Mean Wind is a Bandcamp band through and through, by which I mean that everything they’ve recorded (as far as I can tell, anyway) is up for free download there. In case you’re unaware, Bandcamp is a rapidly growing site that allows bands to host albums and singles for digital download, either on a pay-what-you-want model or—quite often—for free. It’s been fun to watch Bandcamp from its tottering infancy to now, just as it begins to gain footing. Though it’s still at a fresh and exciting stage: if there are still such things as business-suited A&R men, I don’t think they’ve yet caught onto Bandcamp as a breeding ground for new signees. So in our information-drenched, hype-band-obsessed digital age, Bandcamp has not only allowed independent artists a venue for increased exposure, it’s remained a personalized, anything-goes type platform (think of the early, formless days of Myspace—or, if you can, independent music before the Internet) which still gives a band like Mean Wind room to exist enclosed in an aura of mystique.

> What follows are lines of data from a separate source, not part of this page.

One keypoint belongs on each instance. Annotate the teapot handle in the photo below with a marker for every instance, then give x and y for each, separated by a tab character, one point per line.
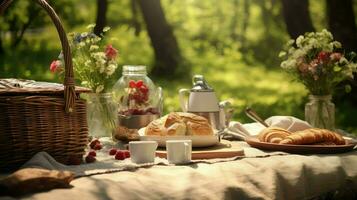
225	113
183	99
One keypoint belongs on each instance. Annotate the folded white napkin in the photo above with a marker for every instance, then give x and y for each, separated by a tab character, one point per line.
289	123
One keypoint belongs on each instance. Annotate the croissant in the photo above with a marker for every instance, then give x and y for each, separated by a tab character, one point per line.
273	135
312	136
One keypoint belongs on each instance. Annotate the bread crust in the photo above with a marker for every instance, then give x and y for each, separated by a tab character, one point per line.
179	123
313	136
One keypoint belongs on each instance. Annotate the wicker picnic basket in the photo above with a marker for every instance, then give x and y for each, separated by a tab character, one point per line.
40	116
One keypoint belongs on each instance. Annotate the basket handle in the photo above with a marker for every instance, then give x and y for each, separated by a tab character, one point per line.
69	85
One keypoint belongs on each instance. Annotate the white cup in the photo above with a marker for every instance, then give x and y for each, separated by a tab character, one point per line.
179	151
142	151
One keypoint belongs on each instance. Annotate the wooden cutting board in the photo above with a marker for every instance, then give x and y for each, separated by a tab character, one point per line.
225	149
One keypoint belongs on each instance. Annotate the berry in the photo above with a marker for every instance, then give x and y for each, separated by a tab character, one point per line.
120	155
139	83
92	153
336	56
132	84
98	146
94	143
144	89
323	56
90	159
113	151
127	154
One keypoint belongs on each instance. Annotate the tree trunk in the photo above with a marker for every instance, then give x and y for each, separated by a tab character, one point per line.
1	45
342	24
245	20
234	21
135	21
101	21
167	53
297	17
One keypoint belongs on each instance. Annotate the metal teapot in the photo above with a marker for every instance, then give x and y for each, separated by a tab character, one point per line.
202	100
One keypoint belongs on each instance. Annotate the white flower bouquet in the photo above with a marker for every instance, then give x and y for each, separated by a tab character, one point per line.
94	64
316	60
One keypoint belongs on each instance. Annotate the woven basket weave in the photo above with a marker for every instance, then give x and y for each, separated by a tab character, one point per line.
39	116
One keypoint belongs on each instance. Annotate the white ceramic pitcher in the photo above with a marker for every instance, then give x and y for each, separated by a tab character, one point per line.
202	100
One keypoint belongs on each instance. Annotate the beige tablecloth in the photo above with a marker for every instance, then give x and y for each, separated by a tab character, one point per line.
274	177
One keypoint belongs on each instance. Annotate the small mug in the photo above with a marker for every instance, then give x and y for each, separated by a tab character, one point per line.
142	151
179	151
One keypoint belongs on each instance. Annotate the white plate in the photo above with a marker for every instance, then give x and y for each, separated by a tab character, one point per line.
197	140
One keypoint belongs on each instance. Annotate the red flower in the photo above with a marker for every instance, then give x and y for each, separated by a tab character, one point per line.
336	56
323	56
55	66
110	52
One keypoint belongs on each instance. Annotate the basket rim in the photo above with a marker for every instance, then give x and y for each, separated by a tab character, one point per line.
21	86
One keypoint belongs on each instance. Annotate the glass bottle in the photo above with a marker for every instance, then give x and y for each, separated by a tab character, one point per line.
139	100
101	114
320	112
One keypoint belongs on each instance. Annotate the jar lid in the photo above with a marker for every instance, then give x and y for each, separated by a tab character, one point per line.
134	69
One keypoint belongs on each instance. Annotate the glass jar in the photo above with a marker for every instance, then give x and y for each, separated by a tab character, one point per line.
139	100
320	112
101	114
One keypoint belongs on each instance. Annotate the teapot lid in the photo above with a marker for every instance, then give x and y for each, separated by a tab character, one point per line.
200	84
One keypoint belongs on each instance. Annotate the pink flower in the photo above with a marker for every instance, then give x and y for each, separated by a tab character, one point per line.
110	52
335	56
55	66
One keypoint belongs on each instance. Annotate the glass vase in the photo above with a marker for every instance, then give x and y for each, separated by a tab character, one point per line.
101	114
320	112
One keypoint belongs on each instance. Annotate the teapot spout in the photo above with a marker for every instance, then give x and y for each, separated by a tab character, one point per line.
225	113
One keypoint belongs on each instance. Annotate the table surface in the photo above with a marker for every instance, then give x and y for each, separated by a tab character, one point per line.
274	177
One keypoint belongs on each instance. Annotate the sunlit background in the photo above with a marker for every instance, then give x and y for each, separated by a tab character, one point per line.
233	43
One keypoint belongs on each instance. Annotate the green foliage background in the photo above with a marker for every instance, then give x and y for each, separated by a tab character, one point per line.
241	64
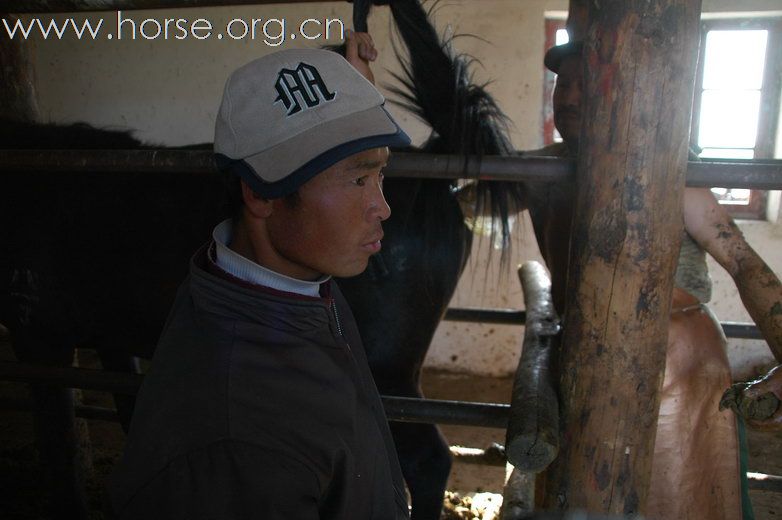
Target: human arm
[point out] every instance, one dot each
(709, 224)
(359, 51)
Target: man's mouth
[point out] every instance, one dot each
(374, 245)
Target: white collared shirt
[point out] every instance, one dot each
(245, 269)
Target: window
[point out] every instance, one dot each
(555, 35)
(736, 104)
(737, 97)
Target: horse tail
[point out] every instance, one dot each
(438, 86)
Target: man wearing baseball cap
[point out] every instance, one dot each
(259, 402)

There is virtually no information about Mean Wind accessible through Google sleuthing (the only biographical fact they’ve seemed to unleash into the SEO wilderness is that they’re from Halifax); no publicity photos of them posing in funny sunglasses; no concrete indication that they even are a “them.” There is, rather refreshingly, just the music. With this, their latest release, that amounts to one other solid EP, What Happens in Hingham Stays in Hingham (2010), and a song called “Darius Rucker is DEAD” (“It’s the year 2049 and Darius Rucker is dead / I don’t want to know how it happened / No”), a cover song, it’s explained elusively on their Bandcamp page, originally done by an artist in one of the band member’s dreams. So that’s what we’ve got: mystique and some music. Which is enough for now, though Gone Gone Gone offers plenty of reasons to assume it’s only the beginning.